Photos by Rashad Baniabbasi
Re-user or disposer, we are sure you have at some point wondered how much impact your actions are having on the environment, and whether you have made the right liquid container choice. In honor of Environmental Awareness Week, Payette’s Building Science Group has decided to provide you with the right information so that help us reducing the office’s carbon footprint, one coffee at a time.

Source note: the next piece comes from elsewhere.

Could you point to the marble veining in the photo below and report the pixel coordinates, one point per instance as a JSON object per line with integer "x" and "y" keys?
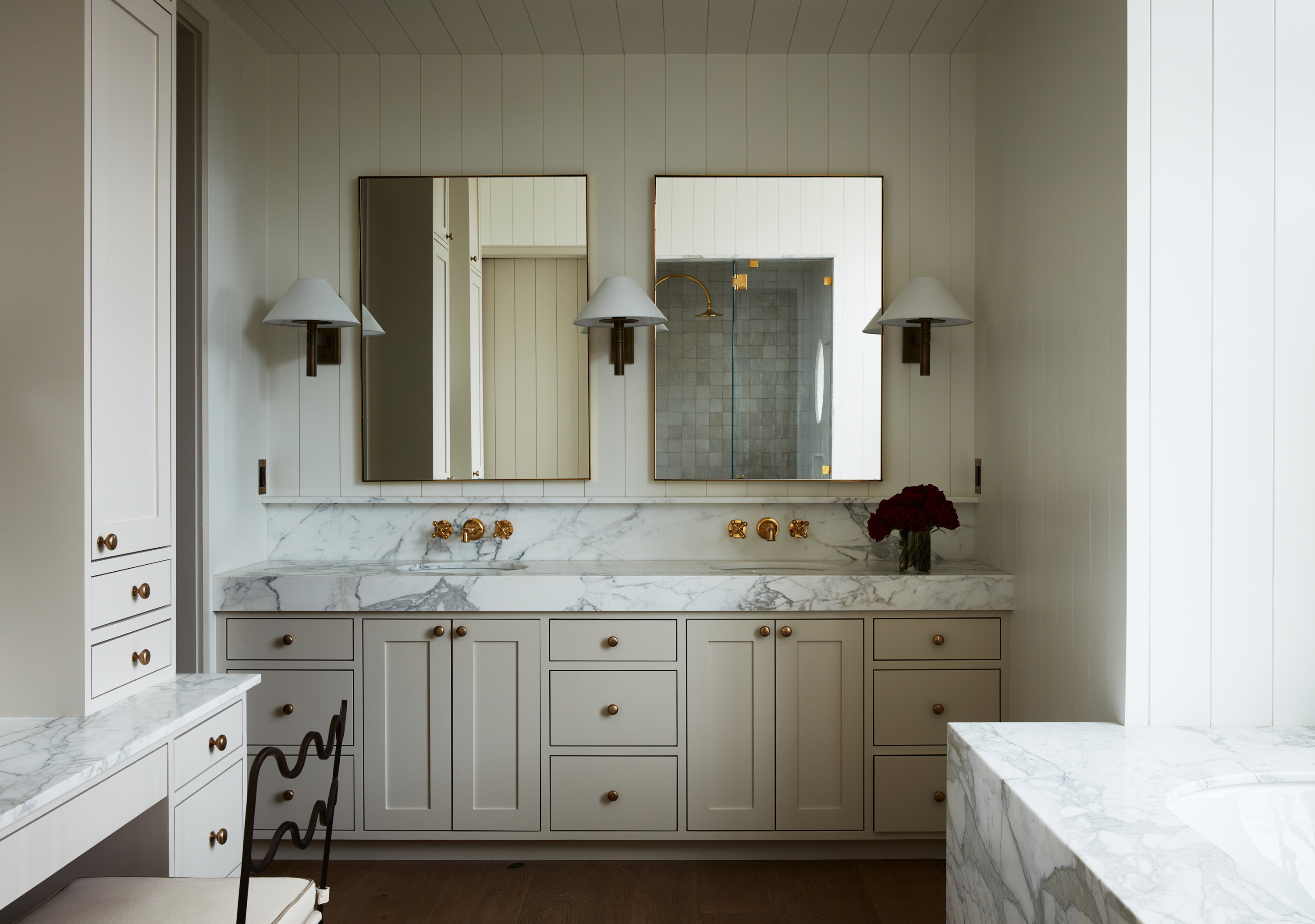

From cradle to grave, the difference in carbon emissions between using a reusable container and a disposable one depends on three main factors: manufacturing, washing, and disposing/recycling. For example, the environmental impact associated to making, using and disposing a paper cup is about 19 times lower than that making, using and washing a ceramic mug. That means that if you use your mug twice a day, in a week you will have already offset its carbon impact. What you may not know is that the energy use intensity of re-usable containers made of a recyclable material such as plastic, glass, or stainless steel is half of that of a ceramic mug. So if we have convinced you to get a re-usable container for your drinks at the office, remember that all cups are not made equal. Keep in mind that these figures assume that you are washing you reusable cup efficiently (or refill your water bottle several times before washes). If it takes you an entire conversation in the kitchen to wash your mug, your carbon footprint will be looking grimmer than that of your colleague using a paper cup. Now, if you have decided to use a paper cup as a pencil holder, the environment thanks you.
But I’m recycling my paper cup! Isn’t that good?
It turns out that contrary to popular belief, most paper cups are not recyclable. Single use paper cups have an inside coating of polyethylene plastic, which is nor biodegradable nor recyclable. As a matter of fact, while they are accepted in the recycling stream, they are discarded in the paper-processing site. If this weren’t enough, paper cups are regulated to contain no more than 10% recycled paper to maintain their structural properties, increasing the demand of trees to make them.
Have we raised your environmental awareness? We hope so. Needless to say, we encourage you to think twice before you use a paper cup, and to be sure to wash your reusable container quickly, unless you want to begin your day with a strange look over your shoulder.